The University had informed me that the degree certificate would just state the degree without stating that the subject was Educational Technology. I requested that the subject be included, but they answered me that it was not their policy, it would mar the good aesthetic appearance of the certificate and I was the first person to have ever made this request. However they gave me an official letter that the subject of my research was educational technology and that “the three examiners unanimously considered your thesis to be a highly creditable piece of work.”
I had not told anyone in the school that I was working for this degree. Only when the letter informing me of my award arrived, did I inform the Headmaster and others. One pupil came up to me and said, “Some people collect stamps, some coins but you collect degrees.” At about the same time as I received this degree, Rabbi Turk of Childwall Synagogue also received one. The gabbai of this Synagogue announced that both Rabbi Turk and I had received degrees. “It seems that the Universities are not full of Arabs but of Rabbis!” he added.

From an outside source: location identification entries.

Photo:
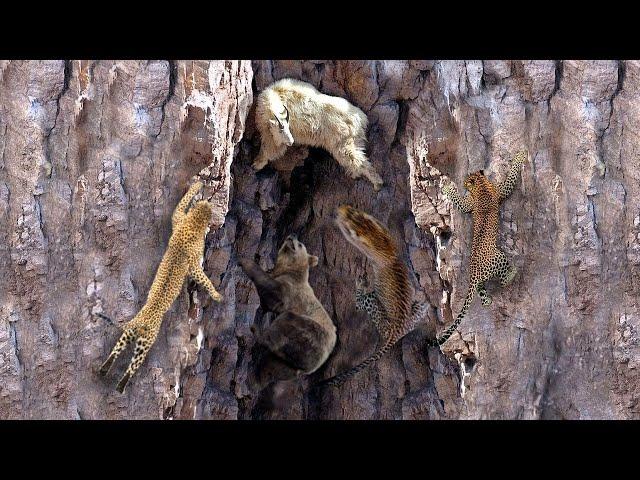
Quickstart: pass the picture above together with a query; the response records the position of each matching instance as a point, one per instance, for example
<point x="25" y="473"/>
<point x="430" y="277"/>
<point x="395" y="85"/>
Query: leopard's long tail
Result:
<point x="339" y="379"/>
<point x="452" y="328"/>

This research was not just for the shelves of a University Library, but the volume was of great use to Jewish Studies teachers. Towards the end of the volume was a list of filmstrips which I recommended as a result of my research. One teacher, (without even asking me, but I didn’t mind!) copied out this list and sent it over the country, but he did give me the credit as the author.
I sent copies of this book to a number people involved in Jewish education. Included was the Chief Rabbi and he replied to me:
Many thanks for letting me have a copy of your impressive volume on audio-visual aids in Jewish religious knowledge which I have just received.
On a mere cursory glance so far, this strikes me as a massive and most useful work which will hopefully prove of great value in improving the quality and intensity of Jewish education. Please accept my warm congratulations on this significant achievement.
At the same time that I was working on my thesis, I prepared a catalogue of audio visual materials which were available for teaching Halachah. This typewritten, but unpublished catalogue, was almost 250 pages long. The first chapters dealt with the names of the producers of these materials, addresses from where one could borrow them, general catalogues already existing on these materials, and equipment required to use these aids.
Then followed the major part of this catalogue in the chapter entitled: “A Comprehensive Survey of Audio-Visual Materials.” For each aid surveyed, the following information was given: nature of aid, title, name and address of producers, date of production, price, libraries from where it could be borrowed, technical details, a detailed account of its contents, my comments and criticisms and finally how I rated the aid.
In the following chapter of the catalogue, I indicated which of the aids described in the previous chapter, I considered would be suitable for classroom use. This was followed by “models, equipment and ceremonial objects” which could be used by the teacher. I then gave in detail a number of suggested courses into which these various aids could be integrated. Finally there were some very short appendices dealing with films and programmed texts.
The National Union of Hebrew Teachers very much liked this catalogue, and in each edition of their journal “Hamoreh” included a supplement on a section of this catalogue. On one occasion, the Headmaster passed me a copy of “Hamoreh” which he had received. I told him that there was a supplement written by me in it but he said that he had not noticed it.
After my supplement began to appear in “Hamoreh,” the President of the NUHT wrote to me saying that “several people have already expressed pleasure with the supplement on Audio-Visual Aids and are looking forward to the next issue.”